BERLIN — The German government may have derailed the Teuton tax fund gravy train, but it has made good on its promise to replace those monies.
A number of German financiers are developing nontax-related investment funds, and some funds are still operating and reinvesting residual coin, even though many debate the legality of those schemes.
But the big news is that the German government has created a replacement plan for the old film funds.
The idea is to support local productions and make Germany more attractive to foreign producers.
In addition to the already existing system of local production incentives and subsidy coin available to Teuton producers, the German government has set aside an annual pot of $81 million solely to support production costs for the next three years.
Producers will be able to claim back 16%-20% of their German spend with a ceiling of $5.4 million per pic.
However, in certain cases, exceptions can be made and producers can claim up to $13.5 million, but only if 35% of the budget is spent in Germany.

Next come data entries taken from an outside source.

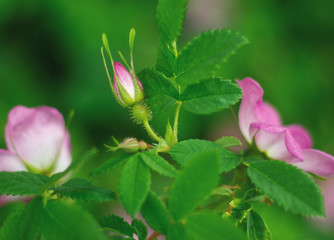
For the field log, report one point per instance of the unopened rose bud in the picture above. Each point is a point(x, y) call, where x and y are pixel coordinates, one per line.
point(142, 145)
point(128, 89)
point(130, 145)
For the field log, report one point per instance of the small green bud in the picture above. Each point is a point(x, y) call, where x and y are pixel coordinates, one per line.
point(141, 113)
point(130, 145)
point(142, 145)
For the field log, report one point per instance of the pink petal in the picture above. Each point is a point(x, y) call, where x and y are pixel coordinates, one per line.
point(10, 162)
point(317, 162)
point(301, 135)
point(251, 97)
point(125, 78)
point(65, 155)
point(35, 134)
point(252, 109)
point(276, 141)
point(268, 114)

To qualify, at least 25% of a pic’s budget needs to be spent in Germany. If the overall budget exceeds $27 million, the local spend requirement is lowered to 20%.

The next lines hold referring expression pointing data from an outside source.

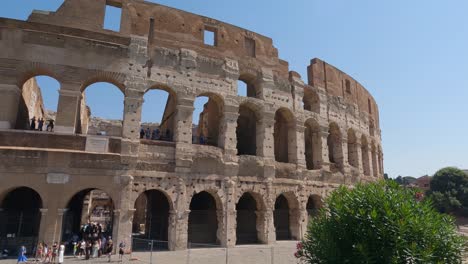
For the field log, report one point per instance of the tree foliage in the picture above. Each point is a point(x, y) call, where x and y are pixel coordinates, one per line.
point(380, 223)
point(449, 191)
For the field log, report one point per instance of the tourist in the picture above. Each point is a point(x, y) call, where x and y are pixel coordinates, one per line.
point(54, 252)
point(121, 250)
point(22, 255)
point(75, 248)
point(109, 249)
point(39, 251)
point(40, 124)
point(148, 133)
point(33, 123)
point(61, 253)
point(50, 125)
point(95, 249)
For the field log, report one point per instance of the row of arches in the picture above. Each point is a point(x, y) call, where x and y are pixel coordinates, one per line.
point(160, 103)
point(20, 219)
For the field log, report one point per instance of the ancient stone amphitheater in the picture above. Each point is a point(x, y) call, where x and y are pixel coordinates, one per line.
point(268, 158)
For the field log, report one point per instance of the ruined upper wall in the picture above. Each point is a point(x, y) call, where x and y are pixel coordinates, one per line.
point(169, 27)
point(338, 83)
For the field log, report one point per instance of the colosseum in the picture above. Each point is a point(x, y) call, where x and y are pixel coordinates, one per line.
point(252, 171)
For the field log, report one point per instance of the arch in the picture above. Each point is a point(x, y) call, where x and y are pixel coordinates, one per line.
point(89, 211)
point(282, 218)
point(96, 118)
point(311, 101)
point(207, 125)
point(203, 220)
point(353, 159)
point(314, 203)
point(246, 86)
point(246, 131)
point(284, 135)
point(335, 150)
point(248, 223)
point(365, 155)
point(20, 218)
point(37, 104)
point(375, 167)
point(158, 114)
point(313, 144)
point(151, 216)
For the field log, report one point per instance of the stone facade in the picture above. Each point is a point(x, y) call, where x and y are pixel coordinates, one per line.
point(287, 144)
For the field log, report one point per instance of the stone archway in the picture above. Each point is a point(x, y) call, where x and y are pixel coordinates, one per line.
point(246, 219)
point(20, 219)
point(151, 219)
point(89, 207)
point(203, 220)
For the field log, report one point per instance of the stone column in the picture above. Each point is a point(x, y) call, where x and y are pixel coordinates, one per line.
point(178, 219)
point(42, 226)
point(266, 143)
point(68, 109)
point(133, 103)
point(230, 220)
point(324, 138)
point(9, 104)
point(296, 146)
point(183, 135)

Pics also will need to pass a “cultural test.” International co-productions can only claim the new production benefit if there are Germans actively and creatively involved. Mere financial involvement from the German side is not enough.
The scheme kicked in on Jan. 2. Coin is distributed on a first come/first served basis, which means that if the fund runs out of money, applicants will have to wait until the next year.
So far, 17 pics have been awarded money, all of them German, such as “Why Men Don’t Listen and Women Can’t Read Maps”; German-Danish co-production “Flame & Citron,” starring Mads Mikkelsen, also is tapping coin. This means that only $9.3 million out of the $81 million is gone — the scraping of the barrel is yet to start.